Unter dem Label „Green Lahti“ wurde ein Masterplan ins Leben gerufen, der sich durch eine starke Bürgerbeteiligung auszeichnet. Internationale Beachtung hat das Pilotprojekt „CitiCap“ gefunden. „Über ein individuelles Emissionsbudget wird ökologisches Verhalten, wie zum Beispiel mit dem Rad statt mit dem Auto zur Arbeit zu fahren, auf einer App erfasst und in Form von virtuellen Euros belohnt, die für Preisnachlässe im Kino, Theater oder im öffentlichen Nahverkehr verwendet werden können“, erklärt Anu Huusko das Konzept. „Die Renaturierung des Sees ist mittlerweile abgeschlossen. Er besitzt jetzt Trinkwasserqualität“, berichtet sie stolz.

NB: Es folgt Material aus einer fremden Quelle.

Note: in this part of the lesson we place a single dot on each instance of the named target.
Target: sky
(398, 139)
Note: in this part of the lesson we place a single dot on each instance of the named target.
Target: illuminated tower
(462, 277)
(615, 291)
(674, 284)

Oberhalb des Hafens befindet sich ein weiteres ökologisches Vorzeigeobjekt. In dem hocheffizienten Müllheizkraftwerk werden alle nicht recycelbaren Abfälle in Wärme verwandelt. So konnte das umweltschädliche Kohlekraftwerk schon vor Jahren stillgelegt werden. Finnland möchte bis 2035 klimaneutral sein. Anu Huusko ist sich sicher, dass Lahti das ehrgeizige Ziel bereits zehn Jahre früher erreichen wird. „Allerdings gibt es auch Widerstand“, verschweigt sie nicht, „manchen Finnen gehen die vielen Umweltschutzaktivitäten zu weit.“
Obwohl zwei Drittel der Einwohner die städtische Umweltpolitik unterstützen, zu der beispielsweise auch stark erhöhte Parkgebühren gehören, konnten die rechtsextremen „Wahren Finnen“ ihren Stimmenanteil bei der Kommunalwahl verdoppeln. Aber was wäre die Alternative? „Es gibt keine“, gibt sich die Reisebegleiterin selbst die Antwort.
So sieht es auch die EU. Sie hat die bisher gemachten Schritte der 120 000-Einwohner-Stadt gewürdigt und Lahti zu Europeans Green Capital gekürt.